Hunting Evil Spirit (1999) Directed by: Fong Yau & Fong Yuen-Shing

A re-thread of sorts of Fong Yau's own Devil Of Rape, Charlie Cho stars as the head of a underwear- and bathing suit designing company who falls in love with designer Pauline (Pauline Chan). Despite being the boss and otherwise having no problem getting sex out of his employees, he thinks different of Pauline... so he goes to a Taoist Priest (Fong Yau) for a little black magic touch and out of his body he proceeds to rape helpless Pauline. Once is not enough but the second time around, she's employed magic assistance and thus begins a battle between priests as well...

This production might as well have been a leftover from about 1993, 94 or 95 because it has the exact feel of the assembly line Category III filmmaking of that era.

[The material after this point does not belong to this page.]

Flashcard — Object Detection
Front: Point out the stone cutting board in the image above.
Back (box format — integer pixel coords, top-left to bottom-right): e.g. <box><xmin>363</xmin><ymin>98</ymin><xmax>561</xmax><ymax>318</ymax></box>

Not a thoroughly bad thing if you tend to agree with even the cheapest concoctions. Hunting Evil Spirit falls into that category and does have the right attitude about what it's doing. Initially it seems very off and cartoony when we see other clients of the priest being re-united but then The Cho enters. Establishing his business via WAY too long scenes of models posing, posing and also posing, a fairly explicit sex scene later and we're into Cho's giddy out of body rapist part of the film. You can if you want extract a bit of commentary when looking at the business Fong Yau's priest runs but that would be too kind. No, this is unashamed, cheap stuff with quite a lot of energy to give via a short running time, big animated special effects and a lead actor who never apparently said no to anything in this genre. Bless him... kind of. Pauline Chan seemingly did not want to expose anything else but her breasts as evident in a tacked on shower scene where she has underwear on. Yep, it's shameless filmmaking but it's overall the cheap, supernatural shenanigans that matter and they deliver quite well. A disappointingly short climax ruins a lot of momentum however.

The Hurricane (1972) Directed by: Lo Wei

KENNETH'S REVIEW: From back when the Golden Harvest logo/intro was literally a shot of golden harvest followed by "presented in Dyali Scope!", comes this Lo Wei (Fist Of Fury) directed Wuxia. Trying to make his audience captivated by the secretive plot of what a particular message carried by the Hurricane (Patrick Tse) contains, there's little excitement or coherency in his story anchor so the flick goes little refined places. By turning off and just watching, you get a view of some nice outdoor scenery (there's little indoor sets used), decent action for its time that gains more momentum when it's intense and in a way I personally like the feeling of these low budget genre vehicles. It's tough to explain but it's a favourable response despite watching a weak film. Something to write a paper on one day perhaps. Also starring Sek Kin and Nora Miao.